4

There are quite a few similar questions already but none of them works in my case. I have a string that contains multiple substrings inside double quotes and these substrings can contain escaped double quotes.

For example for the string 'And then, "this is some sample text with quotes and \"escaped quotes\" inside". Not that we need more, but... "here is \"another\" one". Just in case.', the expected result is an array with two elements;

  • "this is some sample text with quotes and \"escaped quotes\" inside"
  • "here is \"another\" one"

The /"(?:\\"|[^"])*"/g regex works as expected on regex101; however, when I use String#match() the result is different. Check out the snippet below:

let str = 'And then, "this is some sample text with quotes and \"escaped quotes\" inside". Not that we need more, but... "here is \"another\" one". Just in case.'
let regex = /"(?:\\"|[^"])*"/g

console.log(str.match(regex))

Instead of two matches, I got four, and the text inside the escaped quotes is not even included.

MDN mentions that if the g flag is used, all results matching the complete regular expression will be returned, but capturing groups will not. If I want to obtain capture groups and the global flag is set, I need to use RegExp.exec(). I've tried it, the result is the same:

let str = 'And then, "this is some sample text with quotes and \"escaped quotes\" inside". Not that we need more, but... "here is \"another\" one". Just in case.'
let regex = /"(?:\\"|[^"])*"/g
let temp
let matches = []

while (temp = regex.exec(str))
  matches.push(temp[0])

console.log(matches)

How could I get an array with those two matched elements?

Zsolt Meszaros
  • 21,961
  • 19
  • 54
  • 57

2 Answers2

3

Another option is a more optimal regex without | operator:

const str = String.raw`And then, "this is some sample text with quotes and \"escaped quotes\" inside". Not that we need more, but... "here is \"another\" one". Just in case.`
const regex = /"[^"\\]*(?:\\[\s\S][^"\\]*)*"/g
console.log(str.match(regex))

Using String.raw, there is no need escaping quotes twice.

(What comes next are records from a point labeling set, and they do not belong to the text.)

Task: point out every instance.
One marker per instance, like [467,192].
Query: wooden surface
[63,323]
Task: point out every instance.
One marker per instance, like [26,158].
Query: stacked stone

See regex proof. Btw, 28 steps vs. 267 steps.

EXPLANATION

--------------------------------------------------------------------------------
  "                        '"'
--------------------------------------------------------------------------------
  [^"\\]*                  any character except: '"', '\\' (0 or more
                           times (matching the most amount possible))
--------------------------------------------------------------------------------
  (?:                      group, but do not capture (0 or more times
                           (matching the most amount possible)):
--------------------------------------------------------------------------------
    \\                       '\'
--------------------------------------------------------------------------------
    [\s\S]                   any character of: whitespace (\n, \r,
                             \t, \f, and " "), non-whitespace (all
                             but \n, \r, \t, \f, and " ")
--------------------------------------------------------------------------------
    [^"\\]*                  any character except: '"', '\\' (0 or
                             more times (matching the most amount
                             possible))
--------------------------------------------------------------------------------
  )*                       end of grouping
--------------------------------------------------------------------------------
  "                        '"'
Ryszard Czech
  • 18,032
  • 4
  • 24
  • 37
2

The reason why regex doesn't work as expected is because a single backslash is an escape character. You'll need escape the backslashes in the text:

let str = 'And then, "this is some sample text with quotes and \"escaped quotes\" inside". Not that we need more, but... "here is \"another\" one". Just in case.';
let regex = /"(?:\\"|[^"])*"/g

console.log(str);
console.log(str.match(regex))

str = 'And then, "this is some sample text with quotes and \\"escaped quotes\\" inside". Not that we need more, but... "here is \\"another\\" one". Just in case.';

console.log(str);
console.log(str.match(regex))
vanowm
  • 9,466
  • 2
  • 21
  • 37